Campo Grande, 02 de julho de 2025.

Defesa alegava constrangimento ilegal e uso pessoal, mas Tribunal considerou elementos como quantidade de droga, balanças e denúncias anônimas para manter a custódia.

Por redação.

A 1ª Câmara Criminal do Tribunal de Justiça de Mato Grosso do Sul denegou, por unanimidade, o pedido de habeas corpus impetrado pela defesa de H.V, preso preventivamente sob suspeita de tráfico de drogas. A relatoria foi do desembargador Lúcio Raimundo da Silveira.

A defesa  alegava constrangimento ilegal na manutenção da custódia cautelar, apontando fundamentação genérica da decisão da audiência de custódia, realizada em 29 de maio de 2025. Segundo a impetração, os indícios contra o paciente seriam frágeis, destacando que com ele teriam sido encontrados apenas dois papelotes de maconha para uso pessoal, além de ele ser réu primário e sem antecedentes.

Contudo, o relator destacou que, conforme os autos, além dos dois papelotes encontrados com o acusado, foram apreendidos na residência em que ele se encontrava 252 gramas de maconha (quatro porções), 304 gramas de cocaína (duas porções), duas balanças de precisão e R$ 200 em espécie.
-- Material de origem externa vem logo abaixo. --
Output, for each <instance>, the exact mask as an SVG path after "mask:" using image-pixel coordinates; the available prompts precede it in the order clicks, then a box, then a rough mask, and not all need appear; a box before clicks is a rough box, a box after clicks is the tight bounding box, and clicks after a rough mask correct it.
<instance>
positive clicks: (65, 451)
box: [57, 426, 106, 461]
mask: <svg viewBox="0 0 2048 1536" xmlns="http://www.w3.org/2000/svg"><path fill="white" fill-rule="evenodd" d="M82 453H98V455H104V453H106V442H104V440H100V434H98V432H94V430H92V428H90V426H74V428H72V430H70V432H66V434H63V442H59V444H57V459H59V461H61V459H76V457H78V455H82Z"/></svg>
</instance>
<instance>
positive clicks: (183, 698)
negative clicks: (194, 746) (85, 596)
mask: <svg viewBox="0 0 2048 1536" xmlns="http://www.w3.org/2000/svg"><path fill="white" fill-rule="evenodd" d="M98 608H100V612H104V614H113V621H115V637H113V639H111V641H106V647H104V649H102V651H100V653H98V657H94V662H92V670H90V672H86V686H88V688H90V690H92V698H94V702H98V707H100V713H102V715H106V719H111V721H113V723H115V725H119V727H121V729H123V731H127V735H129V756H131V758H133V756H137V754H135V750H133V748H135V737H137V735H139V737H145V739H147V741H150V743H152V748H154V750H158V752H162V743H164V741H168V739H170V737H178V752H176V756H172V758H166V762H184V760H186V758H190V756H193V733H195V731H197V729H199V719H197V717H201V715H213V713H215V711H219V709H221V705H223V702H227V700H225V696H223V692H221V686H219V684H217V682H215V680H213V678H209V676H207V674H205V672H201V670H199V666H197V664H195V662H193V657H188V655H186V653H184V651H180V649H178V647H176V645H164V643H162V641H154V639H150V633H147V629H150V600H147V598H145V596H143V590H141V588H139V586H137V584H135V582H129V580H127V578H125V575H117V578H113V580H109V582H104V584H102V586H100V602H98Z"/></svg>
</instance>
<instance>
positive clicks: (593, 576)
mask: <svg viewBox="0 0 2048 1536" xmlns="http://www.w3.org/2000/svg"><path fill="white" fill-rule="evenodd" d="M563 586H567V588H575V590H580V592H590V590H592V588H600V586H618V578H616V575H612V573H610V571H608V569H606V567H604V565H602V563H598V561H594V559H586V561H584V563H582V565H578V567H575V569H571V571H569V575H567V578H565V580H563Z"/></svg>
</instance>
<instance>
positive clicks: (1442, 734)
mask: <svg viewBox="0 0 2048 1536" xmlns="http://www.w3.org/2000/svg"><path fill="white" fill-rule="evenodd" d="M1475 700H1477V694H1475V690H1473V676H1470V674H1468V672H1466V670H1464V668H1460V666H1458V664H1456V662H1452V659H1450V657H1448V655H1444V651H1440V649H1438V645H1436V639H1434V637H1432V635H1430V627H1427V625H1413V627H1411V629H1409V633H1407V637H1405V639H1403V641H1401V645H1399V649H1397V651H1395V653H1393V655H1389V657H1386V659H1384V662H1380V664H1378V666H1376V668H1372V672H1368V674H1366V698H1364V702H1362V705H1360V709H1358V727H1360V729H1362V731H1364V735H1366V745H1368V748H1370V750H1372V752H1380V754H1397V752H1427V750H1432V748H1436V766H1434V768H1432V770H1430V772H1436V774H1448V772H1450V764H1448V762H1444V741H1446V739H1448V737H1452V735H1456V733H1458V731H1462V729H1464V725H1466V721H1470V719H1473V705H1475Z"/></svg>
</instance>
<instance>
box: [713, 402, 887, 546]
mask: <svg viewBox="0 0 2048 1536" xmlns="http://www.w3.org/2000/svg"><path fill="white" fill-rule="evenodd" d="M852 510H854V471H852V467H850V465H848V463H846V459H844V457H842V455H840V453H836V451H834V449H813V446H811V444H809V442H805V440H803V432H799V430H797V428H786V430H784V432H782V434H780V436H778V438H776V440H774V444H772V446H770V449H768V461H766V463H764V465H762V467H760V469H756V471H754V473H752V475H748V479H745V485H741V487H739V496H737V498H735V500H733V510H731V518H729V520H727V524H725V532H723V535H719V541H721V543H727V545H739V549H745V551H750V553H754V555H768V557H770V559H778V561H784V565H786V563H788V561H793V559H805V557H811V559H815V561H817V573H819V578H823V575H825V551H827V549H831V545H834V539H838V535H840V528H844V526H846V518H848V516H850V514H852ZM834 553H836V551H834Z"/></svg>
A ação policial foi desencadeada após diversas denúncias anônimas sobre a prática de tráfico no local.

Foto: Reprodução

Na fundamentação da prisão preventiva, o juiz de primeira instância apontou a gravidade concreta do crime, a natureza e quantidade das substâncias apreendidas e o modus operandi, que incluiu indícios de atuação em concurso de pessoas. A decisão também afastou a possibilidade de aplicação de medidas cautelares diversas da prisão, nos termos dos artigos 312 e 313 do Código de Processo Penal.
Para o desembargador Lúcio da Silveira, a prisão foi devidamente fundamentada e se mostra necessária neste momento do processo para garantia da ordem pública.

A Procuradoria-Geral de Justiça também opinou pela manutenção da prisão, ressaltando que a suposta “pequena quantidade” de drogas deve ser analisada no contexto da denúncia de comércio ilícito.
Ao final, a Câmara concluiu que não há constrangimento ilegal a ser sanado e manteve a prisão preventiva. Participaram do julgamento os desembargadores Lúcio Raimundo da Silveira, Emerson Cafure e Elizabete Anache. A decisão foi proferida em 26 de junho de 2025.